A recent genetic study has led to the creation of a new family tree for domesticated dogs. Scientists analyzed the genetics of over 1300 dogs from 161 breeds to build this family tree. The result is a genetic map that shows the way different breeds were combined to produce the modern dog breeds.
Research results were published in the scientific journal Cell Reports. In it, scientists identify 23 clusters of breeds that are similar to each other.
The map includes some surprising information. For example, modern dogs are often grouped into categories by function, such as herding dogs and working dogs. But actually, breeds in the same group often aren’t genetically related. Scientists concluded that some traits, such as herding, emerged independently in different groups.

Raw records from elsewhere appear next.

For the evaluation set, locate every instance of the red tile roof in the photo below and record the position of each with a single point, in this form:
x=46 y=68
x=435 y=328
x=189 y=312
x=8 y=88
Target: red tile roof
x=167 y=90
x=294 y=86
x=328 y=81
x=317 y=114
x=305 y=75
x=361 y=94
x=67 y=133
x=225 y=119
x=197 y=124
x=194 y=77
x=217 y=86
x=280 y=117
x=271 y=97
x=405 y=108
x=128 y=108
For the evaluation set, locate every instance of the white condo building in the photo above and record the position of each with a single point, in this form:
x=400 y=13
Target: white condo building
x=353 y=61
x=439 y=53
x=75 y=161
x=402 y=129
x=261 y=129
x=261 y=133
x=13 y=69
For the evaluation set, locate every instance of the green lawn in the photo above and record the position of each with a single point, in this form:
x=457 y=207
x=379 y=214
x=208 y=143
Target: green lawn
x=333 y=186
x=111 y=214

New Genetic Map of Dog Breeds Has Historical and Medical Benefits
Scientists know that dogs were originally selected and bred for particular abilities, such as herding goats. Later breeding, starting about 200 years ago, focused on physical features. For example, the coat type or size rather than function. The historical origins of modern breeds have been rather unknown, until now.
One of the most interesting things about the new map is that it gives clues to the geographic origins of modern dog breeds. Two South American breeds, the Peruvian hairless and the Xoloitzcuintli, may well have arrived in the Americas before Columbus.

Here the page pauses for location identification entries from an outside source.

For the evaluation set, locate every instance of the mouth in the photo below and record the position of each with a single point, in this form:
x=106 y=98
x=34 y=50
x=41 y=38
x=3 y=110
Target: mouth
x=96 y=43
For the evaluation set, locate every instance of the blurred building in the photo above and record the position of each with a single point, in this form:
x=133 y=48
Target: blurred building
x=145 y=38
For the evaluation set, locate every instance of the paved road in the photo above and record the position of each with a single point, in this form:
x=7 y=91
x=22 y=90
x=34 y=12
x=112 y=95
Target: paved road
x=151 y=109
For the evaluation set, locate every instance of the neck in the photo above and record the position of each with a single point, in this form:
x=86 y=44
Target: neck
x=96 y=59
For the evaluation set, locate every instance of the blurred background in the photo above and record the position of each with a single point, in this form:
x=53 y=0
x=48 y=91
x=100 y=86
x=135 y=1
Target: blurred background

The new pool of data used to create the map is also expected to help future medical researchers in several ways. For example, it will help with diagnosing diseases in pets. It could do so by revealing genetic relationships between the breeds. Also, it may aid in the study of human diseases. Dogs and humans share similar diseases, such as epilepsy. As such, it’s easier to identify and study genes associated with particular diseases in dogs than in humans.
Ostrander and Parker, the study leads, considers that they still have work to do on the map and that it’s at a midpoint.
“We had reached a point where we could begin to do some of the things we wanted to do.” Ostrander explains. “By no means are we done.”